What are five things to know about Colt & Alison?

Answers from Our Experts (1)

Before you dine at Colt & Alison, there are some things you should know about the steakhouse inside The Lodge at Sea Island, a Forbes Travel Guide Five-Star hotel:
1. Try the dishes with tableside preparations. Of course, the prime USDA beef is the star on the menu at the Sea Island restaurant. But take your dining experience up a notch by ordering one of the dishes that comes with a tableside preparation. Watch your server wheel out a cart and create your Caesar salad from scratch. For more dazzle, order the filet mignon au poivre for the entrée and the bananas foster dessert; both dishes are doused with liquor and then ignited before your eyes.
2. Only hotel guests can dine here. Colt & Alison is only open to those staying at The Lodge; its sister property, The Cloister; or Sea Island club members. If you are staying the night at one of the hotels, be sure to book your table ahead of time; reservations are required.

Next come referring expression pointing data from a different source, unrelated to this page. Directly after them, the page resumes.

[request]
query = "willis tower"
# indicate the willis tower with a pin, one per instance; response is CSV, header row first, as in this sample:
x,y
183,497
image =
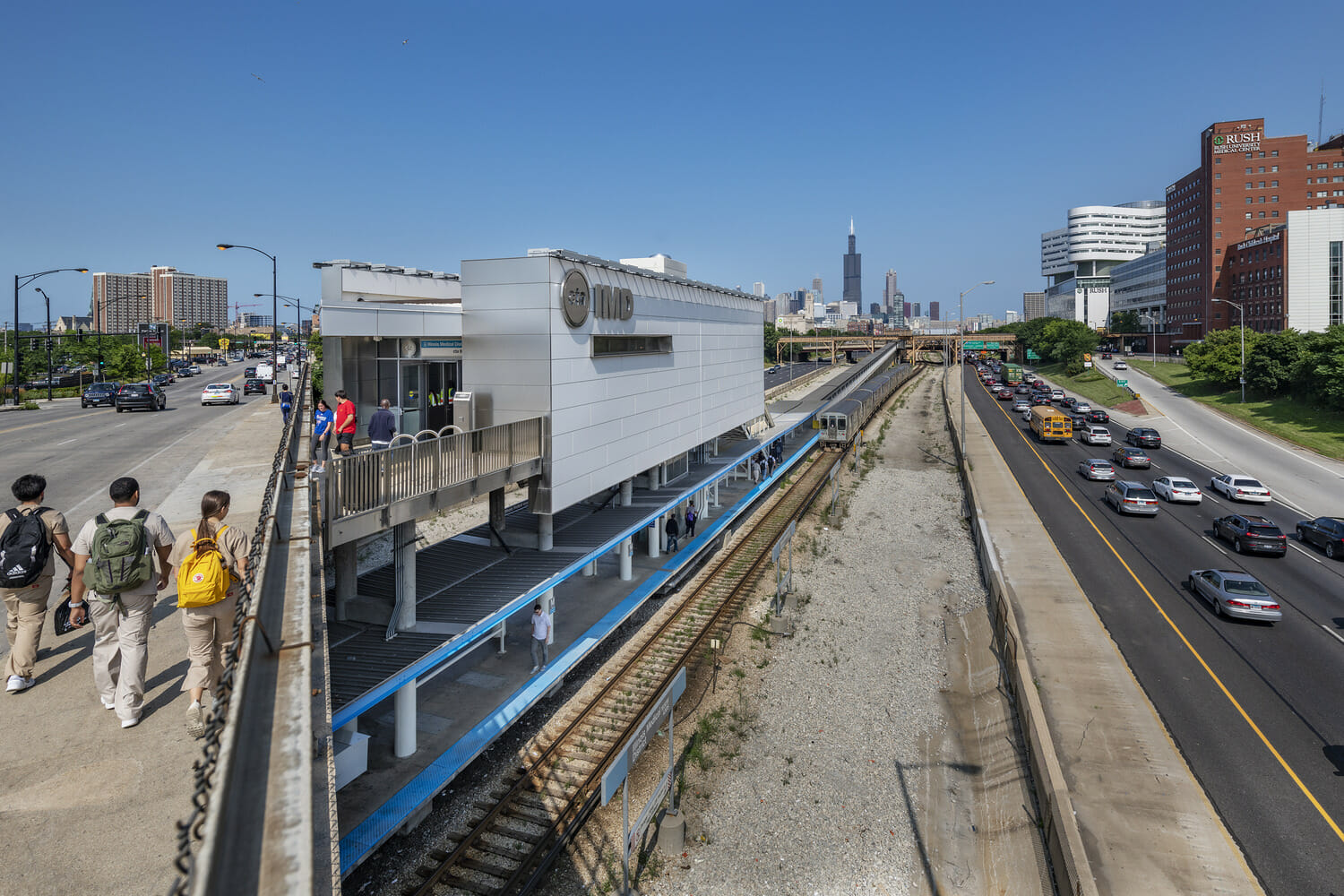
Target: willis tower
x,y
852,276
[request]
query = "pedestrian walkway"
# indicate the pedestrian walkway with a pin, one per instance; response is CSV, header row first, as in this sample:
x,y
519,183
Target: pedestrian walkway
x,y
89,806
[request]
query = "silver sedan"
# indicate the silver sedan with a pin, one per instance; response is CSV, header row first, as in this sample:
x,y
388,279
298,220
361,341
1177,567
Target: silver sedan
x,y
1236,594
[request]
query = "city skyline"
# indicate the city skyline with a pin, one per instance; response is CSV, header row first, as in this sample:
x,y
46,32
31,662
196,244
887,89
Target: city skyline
x,y
403,160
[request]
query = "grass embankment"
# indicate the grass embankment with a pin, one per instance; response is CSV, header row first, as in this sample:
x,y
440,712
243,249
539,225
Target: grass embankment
x,y
1091,384
1288,418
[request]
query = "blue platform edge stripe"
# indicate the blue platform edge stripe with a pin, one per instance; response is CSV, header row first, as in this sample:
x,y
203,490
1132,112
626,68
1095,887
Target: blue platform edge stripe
x,y
470,637
387,818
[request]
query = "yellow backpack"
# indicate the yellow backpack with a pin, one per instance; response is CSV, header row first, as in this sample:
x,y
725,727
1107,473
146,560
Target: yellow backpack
x,y
203,578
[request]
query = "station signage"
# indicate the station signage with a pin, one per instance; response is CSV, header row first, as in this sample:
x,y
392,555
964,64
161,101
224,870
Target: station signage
x,y
578,300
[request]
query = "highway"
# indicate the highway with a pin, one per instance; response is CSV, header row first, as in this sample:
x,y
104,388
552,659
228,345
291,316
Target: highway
x,y
81,450
1254,708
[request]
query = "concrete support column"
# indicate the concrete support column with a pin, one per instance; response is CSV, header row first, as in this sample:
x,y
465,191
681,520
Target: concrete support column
x,y
545,532
405,724
347,576
403,564
548,608
626,552
496,513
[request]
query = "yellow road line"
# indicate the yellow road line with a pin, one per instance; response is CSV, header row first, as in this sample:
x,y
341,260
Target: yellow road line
x,y
1180,634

3. Follow the dress code. At this steakhouse, men are expected to wear coats, collared shirts and nice pants — so leave the jeans in your room. Ladies also should ditch the denim for slacks, skirts or dresses. During our visit, we saw women wearing more formal maxi dresses, patterned cocktail dresses and dressy tops with black pants. At breakfast, the dress code is more lax, with resort-casual wear being the norm.

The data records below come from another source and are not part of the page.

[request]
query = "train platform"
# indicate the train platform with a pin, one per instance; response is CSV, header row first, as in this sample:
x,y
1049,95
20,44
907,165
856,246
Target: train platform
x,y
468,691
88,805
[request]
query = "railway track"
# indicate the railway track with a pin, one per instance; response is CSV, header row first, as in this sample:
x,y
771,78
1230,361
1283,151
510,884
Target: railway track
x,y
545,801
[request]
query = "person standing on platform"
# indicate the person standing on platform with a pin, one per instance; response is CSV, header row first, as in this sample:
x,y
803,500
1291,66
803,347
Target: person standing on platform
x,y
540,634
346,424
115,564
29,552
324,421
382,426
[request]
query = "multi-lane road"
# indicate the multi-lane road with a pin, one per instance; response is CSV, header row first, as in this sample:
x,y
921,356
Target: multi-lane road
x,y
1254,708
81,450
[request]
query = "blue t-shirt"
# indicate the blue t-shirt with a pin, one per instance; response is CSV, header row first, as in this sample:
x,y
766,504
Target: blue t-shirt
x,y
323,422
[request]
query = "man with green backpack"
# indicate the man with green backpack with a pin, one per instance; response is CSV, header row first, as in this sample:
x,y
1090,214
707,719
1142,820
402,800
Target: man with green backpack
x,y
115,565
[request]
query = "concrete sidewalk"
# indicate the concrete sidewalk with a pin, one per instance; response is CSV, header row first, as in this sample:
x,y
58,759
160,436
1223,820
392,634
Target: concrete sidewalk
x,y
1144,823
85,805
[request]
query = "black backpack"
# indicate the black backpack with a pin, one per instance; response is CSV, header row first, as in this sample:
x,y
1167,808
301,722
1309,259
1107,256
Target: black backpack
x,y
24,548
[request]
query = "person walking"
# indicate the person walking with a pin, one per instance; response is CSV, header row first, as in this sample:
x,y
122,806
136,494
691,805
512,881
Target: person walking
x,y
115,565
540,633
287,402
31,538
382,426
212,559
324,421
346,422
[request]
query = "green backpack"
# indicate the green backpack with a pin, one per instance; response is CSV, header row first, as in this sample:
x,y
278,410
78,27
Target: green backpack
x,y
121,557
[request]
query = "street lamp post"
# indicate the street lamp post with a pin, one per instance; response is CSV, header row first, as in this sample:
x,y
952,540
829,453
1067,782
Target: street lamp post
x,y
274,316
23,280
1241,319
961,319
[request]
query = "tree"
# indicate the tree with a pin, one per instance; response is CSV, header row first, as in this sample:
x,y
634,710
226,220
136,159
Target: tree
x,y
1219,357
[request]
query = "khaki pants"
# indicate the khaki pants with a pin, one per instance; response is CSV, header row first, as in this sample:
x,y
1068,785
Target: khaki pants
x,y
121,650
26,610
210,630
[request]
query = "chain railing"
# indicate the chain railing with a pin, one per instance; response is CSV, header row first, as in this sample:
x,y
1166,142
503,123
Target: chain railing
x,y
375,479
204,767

4. Order some lemonade. You can get your dinner paired with wine, but we’d opt for a refreshing spiked lemonade instead. The signature Front Porch Lemonade is made with Woodford bourbon — a blend made specially for Sea Island — egg white, fresh lemon, simple syrup and a lemon slice garnish. The Back Porch Lemonade subs in Ketel One Vodka for the bourbon.
5. Go outside for an aperitif and music. Before dinner at Colt & Alison, have that liquored-up lemonade or a glass of wine at The Lodge’s beautiful old-fashioned back porch. Time it right so that you can sit in one of the Adirondack chairs at sundown and hear the nightly bagpiper play on the golf course fronting the porch.